Para Kleiver, la risa no se queda en la pantalla: viaja, toca y regresa multiplicada. Esa conexión con su público lo ha marcado profundamente. No se trata solo de comentarios o reacciones, sino de mensajes o comentarios sobre cómo sus videos han iluminado días oscuros o aliviado la soledad de quienes viven fuera del país. “A veces me dicen que gracias a mí sienten que vuelven a estar en la sala de su casa en Venezuela”, cuenta con emoción.
Esa retroalimentación lo conmueve y le recuerda la dimensión humana de su oficio: más que entretener, lo que hace es acompañar. En cada sonrisa hay una conexión invisible que lo une con miles de personas que, como él, encuentran en el humor una forma de resistir, sanar y celebrar lo que significa ser venezolano.
Mirar hacia adelante
Hoy Kleiver evita encasillarse en una sola etiqueta. No se llama ni humorista ni comediante, aunque el público lo ubique allí. Prefiere verse como parte de un mapa más amplio, donde caben actores, escritores, animadores, influencers. “Yo llegué diciendo: ¿hay un espacio para mí? Soy Klei, y esto es lo que tengo para dar”. Esa visión lo mantiene abierto a múltiples posibilidades y a seguir explorando su propio camino.

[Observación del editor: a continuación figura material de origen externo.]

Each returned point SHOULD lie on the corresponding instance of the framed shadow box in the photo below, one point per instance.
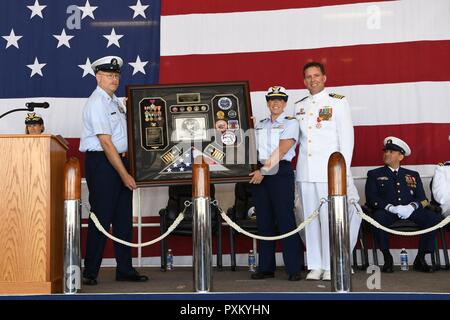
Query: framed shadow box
(171, 125)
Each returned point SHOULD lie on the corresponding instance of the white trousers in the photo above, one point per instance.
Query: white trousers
(446, 208)
(316, 233)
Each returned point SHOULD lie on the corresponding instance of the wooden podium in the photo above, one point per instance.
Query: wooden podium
(31, 214)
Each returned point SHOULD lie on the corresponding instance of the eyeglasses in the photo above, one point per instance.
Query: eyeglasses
(111, 76)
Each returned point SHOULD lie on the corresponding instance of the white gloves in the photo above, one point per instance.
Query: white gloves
(403, 212)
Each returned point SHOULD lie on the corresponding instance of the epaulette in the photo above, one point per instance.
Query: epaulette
(337, 96)
(300, 100)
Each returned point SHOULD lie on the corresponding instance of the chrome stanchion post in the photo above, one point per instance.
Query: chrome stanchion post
(338, 224)
(72, 225)
(202, 243)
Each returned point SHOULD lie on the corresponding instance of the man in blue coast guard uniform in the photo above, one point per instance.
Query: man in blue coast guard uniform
(397, 193)
(325, 127)
(273, 188)
(104, 139)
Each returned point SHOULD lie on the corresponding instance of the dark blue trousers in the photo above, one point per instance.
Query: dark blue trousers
(274, 206)
(111, 202)
(422, 217)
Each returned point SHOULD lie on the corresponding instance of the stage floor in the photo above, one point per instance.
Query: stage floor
(180, 280)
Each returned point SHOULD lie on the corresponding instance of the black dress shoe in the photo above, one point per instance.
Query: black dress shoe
(90, 281)
(421, 265)
(388, 266)
(133, 277)
(262, 275)
(295, 277)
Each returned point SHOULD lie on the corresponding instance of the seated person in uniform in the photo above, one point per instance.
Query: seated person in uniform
(34, 124)
(397, 193)
(441, 187)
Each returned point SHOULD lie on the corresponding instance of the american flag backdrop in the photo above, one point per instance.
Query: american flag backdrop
(390, 58)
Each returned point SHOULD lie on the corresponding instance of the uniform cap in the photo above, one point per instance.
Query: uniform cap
(276, 92)
(107, 64)
(33, 118)
(396, 144)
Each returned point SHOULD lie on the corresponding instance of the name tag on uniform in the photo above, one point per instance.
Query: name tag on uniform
(326, 113)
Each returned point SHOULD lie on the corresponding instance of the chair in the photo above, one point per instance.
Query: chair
(409, 226)
(437, 208)
(177, 196)
(238, 213)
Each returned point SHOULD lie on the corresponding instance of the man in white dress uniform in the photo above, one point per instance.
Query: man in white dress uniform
(325, 127)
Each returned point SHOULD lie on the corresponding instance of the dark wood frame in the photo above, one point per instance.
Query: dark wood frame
(236, 171)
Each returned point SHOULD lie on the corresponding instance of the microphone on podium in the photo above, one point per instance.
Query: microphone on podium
(32, 105)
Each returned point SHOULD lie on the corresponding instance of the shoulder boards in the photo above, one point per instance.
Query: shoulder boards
(337, 96)
(300, 100)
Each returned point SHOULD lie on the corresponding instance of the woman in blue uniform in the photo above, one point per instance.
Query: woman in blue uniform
(273, 187)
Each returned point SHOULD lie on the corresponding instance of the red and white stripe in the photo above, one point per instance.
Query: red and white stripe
(390, 58)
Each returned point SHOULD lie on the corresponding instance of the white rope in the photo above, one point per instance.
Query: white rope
(138, 245)
(400, 233)
(236, 227)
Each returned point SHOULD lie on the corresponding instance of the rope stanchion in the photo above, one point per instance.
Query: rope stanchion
(177, 221)
(373, 222)
(236, 227)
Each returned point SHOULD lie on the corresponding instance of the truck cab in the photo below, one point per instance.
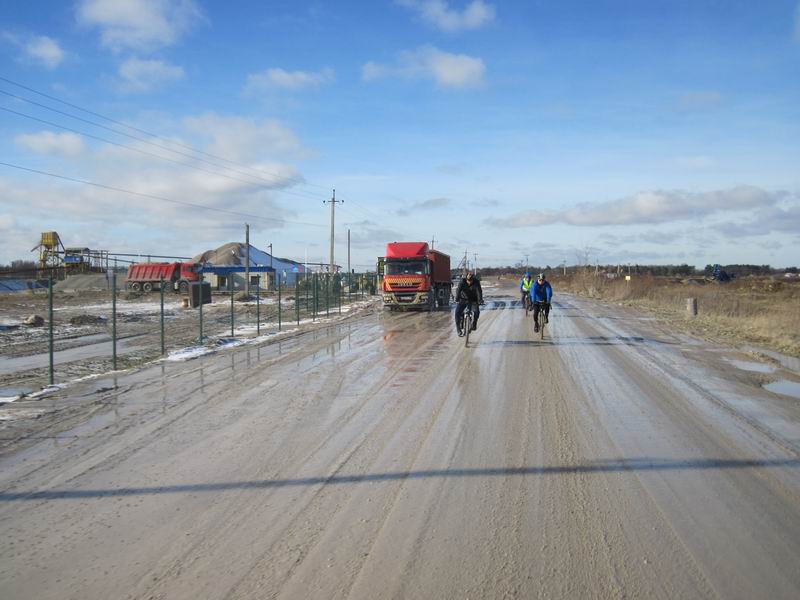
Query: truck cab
(415, 276)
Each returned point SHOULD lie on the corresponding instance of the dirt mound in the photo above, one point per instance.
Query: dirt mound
(87, 320)
(87, 282)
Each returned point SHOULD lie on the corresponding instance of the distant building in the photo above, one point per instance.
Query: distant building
(225, 267)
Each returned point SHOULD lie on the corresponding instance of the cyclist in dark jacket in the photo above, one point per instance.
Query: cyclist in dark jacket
(541, 292)
(469, 291)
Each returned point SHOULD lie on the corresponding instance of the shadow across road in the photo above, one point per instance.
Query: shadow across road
(600, 466)
(594, 340)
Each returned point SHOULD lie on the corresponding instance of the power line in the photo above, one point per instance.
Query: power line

En medio del reconocimiento creciente, Kleiver no pierde la perspectiva de futuro. A corto plazo, sueña con profesionalizar más su contenido, explorar nuevos formatos y llevar a sus personajes a escenarios que vayan más allá de las redes sociales. A mediano plazo, se ve consolidando su voz en pantallas importantes, sin cerrarse a otras áreas: la actuación, la animación. A largo plazo, aspira dejar escrito su nombre en la gran pantalla, a construir un legado que lo trascienda, un espacio donde otros jóvenes también puedan encontrar inspiración para crear.
Más allá de los me gusta o las métricas, lo que desea es que el público lo recuerde como alguien que supo retratar la esencia de lo venezolano con respeto y autenticidad. “Yo quiero que la gente me recuerde chévere: nuestro venezolano, así como pasa con María Gabriela de Faría, con Édgar Ramírez; que pase con Kleiver Fajardo”. El deseo de Kleiver es que lo recuerden por haber hecho que los venezolanos se vieran en un espejo y se reconocieran, siempre con su compañía.
A quienes desean crear contenido, su mensaje es simple y directo: comenzar. “No esperes más. Graba, guarda, planifica y empieza a publicar. Yo también dudé mucho, hasta que un día dije: voy a prender la cámara y actuar”. En esa frase se condensa su recorrido: la certeza de que el primer paso, por pequeño que parezca, puede abrir un mundo entero de posibilidades. “No esperes más: prende la cámara y actúa”.
En la suma de sus gestos, personajes y silencios, Kleiver ha logrado algo más que construir una carrera digital: ha tejido un refugio emocional para quienes lo siguen. Sus videos son pequeñas ventanas donde se asoma la memoria colectiva, un espejo donde lo familiar se transforma en celebración. Y aunque el futuro lo proyecta con ambición, es en lo íntimo, en ese instante en que alguien pulsa “reproducir” y se siente acompañado, donde reside la verdadera trascendencia de su trabajo.
Al final, lo que deja no es solo risa: es pertenencia, identidad, un recordatorio de que reír juntos también es una forma de seguir estando en casa.